The unions continually surrender their members’ rights because they are in fact tied inseparably to big business. Their support for the Democrats is the major tool through which this relationship is maintained. All the major public employee unions, including PEF, health care workers union 1199 SEIU, the state AFL-CIO, and the New York City United Federation of Teachers, supported Cuomo’s campaign for governor last fall, during which he made no secret of his plans to attack state employees and other sections of the working class. According to the Albany Times Union, informal talks between Cuomo staff and the CSEA and PEF have already begun. The New York Times reports that public worker unions have abandoned their past tactic of conducting major PR campaigns against proposed cuts. Instead, they are now engaged in “quiet” lobbying for retention of the so-called millionaire’s tax.

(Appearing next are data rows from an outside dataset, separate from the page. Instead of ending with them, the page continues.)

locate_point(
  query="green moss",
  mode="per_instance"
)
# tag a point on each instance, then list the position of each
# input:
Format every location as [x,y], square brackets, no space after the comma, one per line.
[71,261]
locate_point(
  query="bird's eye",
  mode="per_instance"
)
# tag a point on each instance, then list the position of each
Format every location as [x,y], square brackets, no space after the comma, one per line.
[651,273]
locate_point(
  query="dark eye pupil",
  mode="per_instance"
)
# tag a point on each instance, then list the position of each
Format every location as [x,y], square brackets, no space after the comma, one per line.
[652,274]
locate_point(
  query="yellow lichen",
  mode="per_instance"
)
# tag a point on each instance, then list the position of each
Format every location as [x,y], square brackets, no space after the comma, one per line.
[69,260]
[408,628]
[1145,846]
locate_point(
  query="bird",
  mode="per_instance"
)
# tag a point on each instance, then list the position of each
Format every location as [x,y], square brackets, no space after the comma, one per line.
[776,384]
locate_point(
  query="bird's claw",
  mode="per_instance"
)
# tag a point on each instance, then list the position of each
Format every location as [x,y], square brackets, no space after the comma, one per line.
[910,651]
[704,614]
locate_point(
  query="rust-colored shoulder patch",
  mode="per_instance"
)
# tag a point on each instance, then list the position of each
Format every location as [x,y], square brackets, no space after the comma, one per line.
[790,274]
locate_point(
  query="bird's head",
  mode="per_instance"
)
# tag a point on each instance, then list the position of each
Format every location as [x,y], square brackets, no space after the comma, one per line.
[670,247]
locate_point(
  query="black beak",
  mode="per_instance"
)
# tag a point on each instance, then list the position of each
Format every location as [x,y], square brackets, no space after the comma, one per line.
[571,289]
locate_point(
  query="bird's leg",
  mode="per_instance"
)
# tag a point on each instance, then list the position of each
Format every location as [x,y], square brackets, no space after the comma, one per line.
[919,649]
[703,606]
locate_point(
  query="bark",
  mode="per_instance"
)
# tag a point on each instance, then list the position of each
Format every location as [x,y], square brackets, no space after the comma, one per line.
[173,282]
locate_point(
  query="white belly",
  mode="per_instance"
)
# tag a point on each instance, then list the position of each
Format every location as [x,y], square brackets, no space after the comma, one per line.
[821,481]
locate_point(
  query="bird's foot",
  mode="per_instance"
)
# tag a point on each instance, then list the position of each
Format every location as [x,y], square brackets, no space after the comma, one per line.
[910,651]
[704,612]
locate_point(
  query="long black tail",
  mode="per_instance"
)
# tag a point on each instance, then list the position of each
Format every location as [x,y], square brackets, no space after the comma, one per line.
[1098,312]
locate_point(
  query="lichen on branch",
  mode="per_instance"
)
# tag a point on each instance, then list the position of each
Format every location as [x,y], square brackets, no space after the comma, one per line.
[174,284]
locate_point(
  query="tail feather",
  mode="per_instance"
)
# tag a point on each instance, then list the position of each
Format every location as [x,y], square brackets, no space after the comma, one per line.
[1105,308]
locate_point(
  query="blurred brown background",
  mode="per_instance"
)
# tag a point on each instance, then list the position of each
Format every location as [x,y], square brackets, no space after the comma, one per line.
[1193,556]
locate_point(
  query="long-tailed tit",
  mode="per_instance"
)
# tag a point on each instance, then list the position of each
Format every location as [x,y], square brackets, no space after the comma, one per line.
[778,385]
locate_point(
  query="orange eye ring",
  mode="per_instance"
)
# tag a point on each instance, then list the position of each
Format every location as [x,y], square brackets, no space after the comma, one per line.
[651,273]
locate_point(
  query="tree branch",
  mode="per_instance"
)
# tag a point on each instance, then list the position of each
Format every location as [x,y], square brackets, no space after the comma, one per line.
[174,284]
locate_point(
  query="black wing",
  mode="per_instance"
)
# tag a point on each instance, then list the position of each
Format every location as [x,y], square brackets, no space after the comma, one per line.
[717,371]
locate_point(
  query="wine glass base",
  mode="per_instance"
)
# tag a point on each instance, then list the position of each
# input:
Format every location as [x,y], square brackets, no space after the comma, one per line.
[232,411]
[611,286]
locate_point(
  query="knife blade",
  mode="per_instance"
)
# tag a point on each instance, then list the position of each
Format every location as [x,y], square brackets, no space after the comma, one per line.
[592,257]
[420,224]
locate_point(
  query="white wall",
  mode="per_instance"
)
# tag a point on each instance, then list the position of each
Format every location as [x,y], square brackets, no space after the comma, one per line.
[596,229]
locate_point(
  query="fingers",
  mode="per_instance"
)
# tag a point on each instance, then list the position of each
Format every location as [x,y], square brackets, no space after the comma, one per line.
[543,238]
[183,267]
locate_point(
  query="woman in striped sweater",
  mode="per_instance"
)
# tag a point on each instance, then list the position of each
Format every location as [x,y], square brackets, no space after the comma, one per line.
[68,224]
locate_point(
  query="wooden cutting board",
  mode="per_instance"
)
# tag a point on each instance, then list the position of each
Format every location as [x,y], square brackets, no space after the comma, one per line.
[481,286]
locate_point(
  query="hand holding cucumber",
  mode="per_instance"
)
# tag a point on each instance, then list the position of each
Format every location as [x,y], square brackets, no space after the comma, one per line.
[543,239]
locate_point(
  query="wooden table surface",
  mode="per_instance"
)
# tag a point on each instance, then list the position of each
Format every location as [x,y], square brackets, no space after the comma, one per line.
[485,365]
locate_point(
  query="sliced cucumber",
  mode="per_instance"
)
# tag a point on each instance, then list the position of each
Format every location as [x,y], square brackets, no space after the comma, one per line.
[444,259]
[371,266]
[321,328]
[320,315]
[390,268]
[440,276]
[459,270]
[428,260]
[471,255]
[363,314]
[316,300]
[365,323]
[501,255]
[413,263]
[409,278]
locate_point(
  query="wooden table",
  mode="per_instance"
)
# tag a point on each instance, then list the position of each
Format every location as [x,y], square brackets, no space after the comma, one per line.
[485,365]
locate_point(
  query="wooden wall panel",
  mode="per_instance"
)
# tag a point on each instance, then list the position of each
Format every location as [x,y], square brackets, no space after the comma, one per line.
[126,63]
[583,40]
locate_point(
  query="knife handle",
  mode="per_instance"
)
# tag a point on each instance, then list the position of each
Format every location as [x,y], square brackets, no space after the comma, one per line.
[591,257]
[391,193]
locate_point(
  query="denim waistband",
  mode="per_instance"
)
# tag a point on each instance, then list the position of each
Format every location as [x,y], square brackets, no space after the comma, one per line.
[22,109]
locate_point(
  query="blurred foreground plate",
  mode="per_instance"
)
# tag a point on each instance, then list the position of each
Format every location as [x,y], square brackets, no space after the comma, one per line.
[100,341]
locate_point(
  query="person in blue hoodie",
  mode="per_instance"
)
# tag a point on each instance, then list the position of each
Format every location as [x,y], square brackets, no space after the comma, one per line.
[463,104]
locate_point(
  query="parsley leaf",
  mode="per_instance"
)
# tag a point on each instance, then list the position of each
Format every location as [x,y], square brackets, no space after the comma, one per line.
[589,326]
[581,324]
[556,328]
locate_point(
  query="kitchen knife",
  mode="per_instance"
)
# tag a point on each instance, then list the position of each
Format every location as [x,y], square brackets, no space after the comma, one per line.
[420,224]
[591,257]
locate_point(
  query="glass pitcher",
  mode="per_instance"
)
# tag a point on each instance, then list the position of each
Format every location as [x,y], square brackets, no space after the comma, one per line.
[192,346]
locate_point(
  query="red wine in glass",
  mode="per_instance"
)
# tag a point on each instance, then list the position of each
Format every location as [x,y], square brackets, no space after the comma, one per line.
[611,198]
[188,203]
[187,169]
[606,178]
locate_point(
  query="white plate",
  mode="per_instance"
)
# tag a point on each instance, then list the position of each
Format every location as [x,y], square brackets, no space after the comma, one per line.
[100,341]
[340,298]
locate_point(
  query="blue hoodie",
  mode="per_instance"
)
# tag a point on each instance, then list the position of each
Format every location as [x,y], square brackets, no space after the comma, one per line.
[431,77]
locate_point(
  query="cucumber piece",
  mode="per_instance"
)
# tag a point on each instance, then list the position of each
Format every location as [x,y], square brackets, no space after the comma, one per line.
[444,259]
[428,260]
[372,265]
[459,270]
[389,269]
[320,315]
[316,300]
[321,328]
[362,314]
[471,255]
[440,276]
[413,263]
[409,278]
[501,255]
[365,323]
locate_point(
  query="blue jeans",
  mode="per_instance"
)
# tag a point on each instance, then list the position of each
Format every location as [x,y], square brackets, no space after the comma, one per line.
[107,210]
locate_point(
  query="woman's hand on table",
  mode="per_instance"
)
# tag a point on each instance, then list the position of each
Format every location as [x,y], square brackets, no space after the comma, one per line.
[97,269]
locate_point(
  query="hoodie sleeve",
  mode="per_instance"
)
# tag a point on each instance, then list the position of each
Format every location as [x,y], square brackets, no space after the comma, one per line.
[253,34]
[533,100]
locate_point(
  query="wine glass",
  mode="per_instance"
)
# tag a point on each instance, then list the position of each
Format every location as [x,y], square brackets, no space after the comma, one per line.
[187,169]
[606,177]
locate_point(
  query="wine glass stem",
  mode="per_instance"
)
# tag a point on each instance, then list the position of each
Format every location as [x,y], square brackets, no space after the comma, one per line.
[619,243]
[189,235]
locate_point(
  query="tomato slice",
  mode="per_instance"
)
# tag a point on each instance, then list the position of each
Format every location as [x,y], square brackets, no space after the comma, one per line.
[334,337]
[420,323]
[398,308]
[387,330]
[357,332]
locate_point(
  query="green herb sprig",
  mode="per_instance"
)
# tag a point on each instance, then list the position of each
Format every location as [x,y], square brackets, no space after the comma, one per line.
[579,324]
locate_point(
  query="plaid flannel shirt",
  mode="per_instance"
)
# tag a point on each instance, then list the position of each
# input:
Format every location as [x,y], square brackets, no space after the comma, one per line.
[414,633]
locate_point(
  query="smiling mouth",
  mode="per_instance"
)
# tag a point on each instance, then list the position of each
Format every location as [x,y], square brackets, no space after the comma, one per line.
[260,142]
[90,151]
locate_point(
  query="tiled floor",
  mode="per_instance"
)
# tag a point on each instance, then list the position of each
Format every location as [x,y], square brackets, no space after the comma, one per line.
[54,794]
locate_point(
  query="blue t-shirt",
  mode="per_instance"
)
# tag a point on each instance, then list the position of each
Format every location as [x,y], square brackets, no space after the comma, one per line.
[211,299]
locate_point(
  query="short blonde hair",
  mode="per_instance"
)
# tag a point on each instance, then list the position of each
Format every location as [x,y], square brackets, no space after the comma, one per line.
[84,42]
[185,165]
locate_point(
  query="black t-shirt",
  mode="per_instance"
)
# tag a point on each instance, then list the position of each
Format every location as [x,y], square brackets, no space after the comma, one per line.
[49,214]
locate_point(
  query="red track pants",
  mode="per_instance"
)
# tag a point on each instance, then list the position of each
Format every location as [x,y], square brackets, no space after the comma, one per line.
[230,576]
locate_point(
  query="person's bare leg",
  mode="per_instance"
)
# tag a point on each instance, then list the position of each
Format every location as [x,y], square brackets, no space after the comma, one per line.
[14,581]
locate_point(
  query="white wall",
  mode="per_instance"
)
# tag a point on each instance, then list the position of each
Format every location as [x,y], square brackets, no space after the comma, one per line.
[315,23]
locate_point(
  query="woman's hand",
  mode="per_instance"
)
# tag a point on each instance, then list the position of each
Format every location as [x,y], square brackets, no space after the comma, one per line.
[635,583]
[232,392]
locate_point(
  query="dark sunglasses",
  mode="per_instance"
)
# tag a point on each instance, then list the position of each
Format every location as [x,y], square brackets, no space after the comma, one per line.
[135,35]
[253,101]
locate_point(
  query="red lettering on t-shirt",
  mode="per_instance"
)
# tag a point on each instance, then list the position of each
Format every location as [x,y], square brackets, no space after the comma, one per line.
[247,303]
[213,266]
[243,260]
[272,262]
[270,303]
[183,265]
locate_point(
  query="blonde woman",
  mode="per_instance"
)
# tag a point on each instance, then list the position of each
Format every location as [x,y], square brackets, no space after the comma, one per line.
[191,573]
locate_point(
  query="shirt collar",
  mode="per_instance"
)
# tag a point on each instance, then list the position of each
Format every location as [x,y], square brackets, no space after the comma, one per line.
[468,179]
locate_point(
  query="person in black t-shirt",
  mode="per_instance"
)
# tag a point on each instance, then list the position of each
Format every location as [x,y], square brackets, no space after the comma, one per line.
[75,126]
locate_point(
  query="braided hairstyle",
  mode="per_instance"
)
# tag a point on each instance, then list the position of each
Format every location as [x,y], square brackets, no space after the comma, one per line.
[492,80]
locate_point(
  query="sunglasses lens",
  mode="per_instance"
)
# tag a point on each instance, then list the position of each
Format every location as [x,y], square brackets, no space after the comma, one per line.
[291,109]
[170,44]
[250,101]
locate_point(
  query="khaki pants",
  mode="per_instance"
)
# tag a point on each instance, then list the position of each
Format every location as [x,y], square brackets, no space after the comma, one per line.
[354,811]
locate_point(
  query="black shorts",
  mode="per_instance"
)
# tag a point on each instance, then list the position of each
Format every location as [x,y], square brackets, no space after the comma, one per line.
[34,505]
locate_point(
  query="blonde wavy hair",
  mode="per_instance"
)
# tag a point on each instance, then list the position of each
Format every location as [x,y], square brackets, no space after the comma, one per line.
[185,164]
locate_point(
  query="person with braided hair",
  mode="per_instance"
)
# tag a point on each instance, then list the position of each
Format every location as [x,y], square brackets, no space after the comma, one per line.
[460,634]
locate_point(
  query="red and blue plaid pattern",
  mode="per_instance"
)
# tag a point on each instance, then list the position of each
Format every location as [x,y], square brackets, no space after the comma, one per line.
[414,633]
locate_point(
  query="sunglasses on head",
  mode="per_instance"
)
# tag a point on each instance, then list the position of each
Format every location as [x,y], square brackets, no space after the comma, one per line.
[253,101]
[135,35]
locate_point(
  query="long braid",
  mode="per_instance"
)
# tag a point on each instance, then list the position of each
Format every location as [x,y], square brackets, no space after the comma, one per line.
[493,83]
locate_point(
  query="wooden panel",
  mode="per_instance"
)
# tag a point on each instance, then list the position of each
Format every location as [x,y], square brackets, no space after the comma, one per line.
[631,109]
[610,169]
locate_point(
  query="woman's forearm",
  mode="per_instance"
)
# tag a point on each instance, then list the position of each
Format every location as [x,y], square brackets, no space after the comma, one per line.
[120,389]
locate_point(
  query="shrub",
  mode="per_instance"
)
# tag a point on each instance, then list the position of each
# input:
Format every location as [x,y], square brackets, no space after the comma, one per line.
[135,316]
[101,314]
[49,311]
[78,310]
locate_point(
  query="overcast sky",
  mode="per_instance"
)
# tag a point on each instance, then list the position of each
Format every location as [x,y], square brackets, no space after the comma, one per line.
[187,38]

The political and corporate establishments are prepared for an all-out fight to intimidate critics of the cutbacks. Cuomo has $5 million held in reserve to carry out a propaganda campaign to promote his political agenda, should that become necessary. That is in addition to the $10 million or more that the so-called Coalition to Save New York, an organization set up by financial elite, established at Cuomo’s behest for the express purpose of lobbying for the assault on public workers and social programs.
The proposed budget will have devastating effects on county and municipal governments across the state. In New York City, for example, Mayor Michael Bloomberg predicted that Cuomo’s plan “would cut $2.1 billion in aid to the city and its schools, force the layoff of up to 6,000 teachers—including some of the best—and close a third of the city’s senior centers.” The city already has a projected budget deficit of $2.4 billion, prior to Cuomo’s proposed cuts.
Bloomberg’s point was not to oppose these ruthless attacks on the working class. On the contrary, the billionaire mayor appealed to the legislature to give him more freedom to make cuts of his choosing. He wants, for example, a free hand to dismiss teachers according to “merit and performance, rather than strictly by seniority.” In other words, he wants to strip teachers of any protections against budget-driven layoffs and dismissal. The mayor also wants greater latitude to slash city worker pensions by establishing a new, lower tier of benefits, requiring a 10-year minimum for “vesting” rather than the current five, and a higher minimum retirement age for civilian employees to receive a full pension from roughly 57 to 65 years old.